When Shipwreck Hunters Explored Lake Michigan, They Made A Startling Discovery In The Deep

Late July 2020, Lake Michigan. A team of seasoned shipwreck seekers are aboard a boat some 20 or so miles from the Wisconsin city of Sheboygan. They’re peering at a monitor that’s sending pictures up from several hundred feet below the lake’s surface. Then they spot something out of the ordinary. Is it just a piece of random junk? Or is it something much, much more exciting? Well, they’re about to find out.

The two men leading this particular expedition were Ken Merryman and Jerry Eliason, both highly experienced on the waters of the Great Lakes. Friendship between the two stretches back many years, and they’d been working together to track down underwater wreckage for more than two decades. It’s a partnership that’s certainly produced many fascinating results during that time.
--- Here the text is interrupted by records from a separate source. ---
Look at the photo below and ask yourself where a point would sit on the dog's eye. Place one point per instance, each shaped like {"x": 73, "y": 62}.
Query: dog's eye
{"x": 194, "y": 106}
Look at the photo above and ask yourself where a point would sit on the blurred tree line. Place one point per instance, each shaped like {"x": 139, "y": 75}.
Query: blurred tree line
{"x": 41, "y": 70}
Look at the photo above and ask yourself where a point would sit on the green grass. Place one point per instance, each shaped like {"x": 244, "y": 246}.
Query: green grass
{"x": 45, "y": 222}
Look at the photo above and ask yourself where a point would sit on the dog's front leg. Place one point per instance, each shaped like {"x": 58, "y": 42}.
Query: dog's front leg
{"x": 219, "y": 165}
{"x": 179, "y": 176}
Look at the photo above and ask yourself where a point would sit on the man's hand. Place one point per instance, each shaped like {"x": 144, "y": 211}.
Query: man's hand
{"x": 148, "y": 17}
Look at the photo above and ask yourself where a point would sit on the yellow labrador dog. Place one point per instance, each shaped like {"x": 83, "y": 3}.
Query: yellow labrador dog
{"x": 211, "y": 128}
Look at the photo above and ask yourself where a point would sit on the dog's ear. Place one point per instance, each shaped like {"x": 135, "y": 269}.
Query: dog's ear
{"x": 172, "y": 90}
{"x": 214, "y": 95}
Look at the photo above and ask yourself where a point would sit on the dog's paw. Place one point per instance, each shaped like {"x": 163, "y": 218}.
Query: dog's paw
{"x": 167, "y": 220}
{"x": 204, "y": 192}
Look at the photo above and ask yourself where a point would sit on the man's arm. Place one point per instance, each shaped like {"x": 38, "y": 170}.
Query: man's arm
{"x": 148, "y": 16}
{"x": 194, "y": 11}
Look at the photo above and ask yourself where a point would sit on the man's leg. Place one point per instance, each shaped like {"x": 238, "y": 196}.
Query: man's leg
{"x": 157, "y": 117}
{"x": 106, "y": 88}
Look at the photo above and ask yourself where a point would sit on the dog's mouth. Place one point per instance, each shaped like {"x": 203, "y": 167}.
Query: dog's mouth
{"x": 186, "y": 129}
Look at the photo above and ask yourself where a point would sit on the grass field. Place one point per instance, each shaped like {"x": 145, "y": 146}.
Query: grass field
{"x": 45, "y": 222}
And both men had high hopes that they’d found something truly significant at the bottom of Lake Michigan on that summer’s day in 2020. They hadn’t chosen the spot to anchor their boat by chance. Plenty of preliminary work had gone into identifying this particular site. The months of painstaking research had included poring over archive materials from the early 20th century.

Some of the material they read was of little help, though. Old reports contradicted each other on key details. But in the end their principal source of information had been old papers from the U.S. Life Saving Service. That was the organization that went on to become the U.S. Coast Guard. And the info its archive put Eliason and Merryman on track to make their amazing discovery in Lake Michigan.

The next step for the two wreck hunters, after their archival research had given them a good idea of where to look, was a little more high-tech. It involved what’s known as side scanning. To do this, you tow a sonar scanner through the water, hitched to your boat. The sound waves create images that can detect if there’s something unusual in the water.